Prof. Dr. Abdul Mu’ti menambahkan banyak legasi atau warisan dari Profesor Malik Fadjar selaku Menteri Agama RI dan Menteri Pendidikan dan Kebudayaan RI mengenai agama dalam sistem pendidikan nasional, beliau telah berhasil melakukan reformasi pendidikan Islam yang semulanya indigenous mengalami transformasi menjadi lembaga pendidikan unggulan yang modern. Banyak terobosan beliau lakukan, antara lain: lulusan pesantren dan madrasah yang tidak memiliki ijasah negeri dapat melanjutkan ke perguruan tinggi agama Islam negeri. Kebijakan tersebut memiliki setidaknya tiga makna, yakni: (1) mengakui eksistensi kelembagaan pesantren dan madrasah; (2) mengangkat harkat lembaga pendidikan pesantren dan madrasah; dan (3) memperluas kesempatan bagi alumni pesantren dan madrasah menempuh jenjang pendidikan tinggi, berprestasi dan berkarir dalam berbagai bidang. Sebelum Mendikbud RI membuat kebijakan Program Studi di Luar Domisili, bapak Malik Fadjar lebih dahulu membuat terobosan kelembagaan (multicampus) pendidikan tinggi, beberapa Institut Agama Islam Negeri (IAIN) memiliki fakultas cabang yang secara geografis berlokasi sangat jauh, seperti IAIN Syarif Hidayatullah Jakarta memiliki fakultas cabang di Pontianak Kalimantan Barat, dan dalam rangka meningkatkan kualitas perguruan tinggi Islam, fakultas cabang menjadi Sekolah Tinggi Agama Islam Negeri (STAIN), setelah beberapa tahun status STAIN berkembang menjadi IAIN dan Universitas Islam Negeri (UIN).

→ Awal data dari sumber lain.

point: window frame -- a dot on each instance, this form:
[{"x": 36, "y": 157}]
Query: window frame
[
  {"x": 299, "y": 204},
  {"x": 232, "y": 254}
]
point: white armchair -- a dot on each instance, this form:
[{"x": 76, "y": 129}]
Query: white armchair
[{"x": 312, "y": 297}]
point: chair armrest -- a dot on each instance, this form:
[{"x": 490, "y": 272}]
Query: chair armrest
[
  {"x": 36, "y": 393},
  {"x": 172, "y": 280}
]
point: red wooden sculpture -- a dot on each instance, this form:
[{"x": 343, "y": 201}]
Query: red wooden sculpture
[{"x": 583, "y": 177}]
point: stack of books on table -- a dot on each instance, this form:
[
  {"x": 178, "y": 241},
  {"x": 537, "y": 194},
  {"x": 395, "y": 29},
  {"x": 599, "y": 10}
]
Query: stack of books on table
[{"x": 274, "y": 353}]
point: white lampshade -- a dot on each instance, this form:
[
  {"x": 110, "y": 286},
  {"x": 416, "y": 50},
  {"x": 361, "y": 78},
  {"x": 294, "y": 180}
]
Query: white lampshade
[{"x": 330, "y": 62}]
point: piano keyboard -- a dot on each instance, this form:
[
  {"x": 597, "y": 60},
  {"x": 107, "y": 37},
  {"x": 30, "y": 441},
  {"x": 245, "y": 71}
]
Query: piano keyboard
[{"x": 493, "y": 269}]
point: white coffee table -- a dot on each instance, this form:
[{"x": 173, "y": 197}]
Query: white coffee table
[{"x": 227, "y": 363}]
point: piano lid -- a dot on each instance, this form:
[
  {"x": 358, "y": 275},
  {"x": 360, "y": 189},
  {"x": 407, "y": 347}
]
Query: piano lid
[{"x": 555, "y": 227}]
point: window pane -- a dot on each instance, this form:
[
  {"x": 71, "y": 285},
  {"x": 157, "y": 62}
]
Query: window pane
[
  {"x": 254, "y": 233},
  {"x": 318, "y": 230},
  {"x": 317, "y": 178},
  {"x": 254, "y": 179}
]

Warisan lainnya dari bapak Malik Fadjar berperan penting dan terlibat langsung dalam penyusunan UU Sistem Pendidikan Nasional No. 20/Tahun 2003, khususnya dalam kontek kurikulum dan kelembagaan Pendidikan Agama Islam (PAI), yakni: penguatan pendidikan agama (pasal 12 ayat 1a, menyebutkan “peserta didik pada setiap satuan pendidikan berhak mendapat pendidikan agama sesuai agama yang dianutnya dan diajarkan pendidik yang seagama”.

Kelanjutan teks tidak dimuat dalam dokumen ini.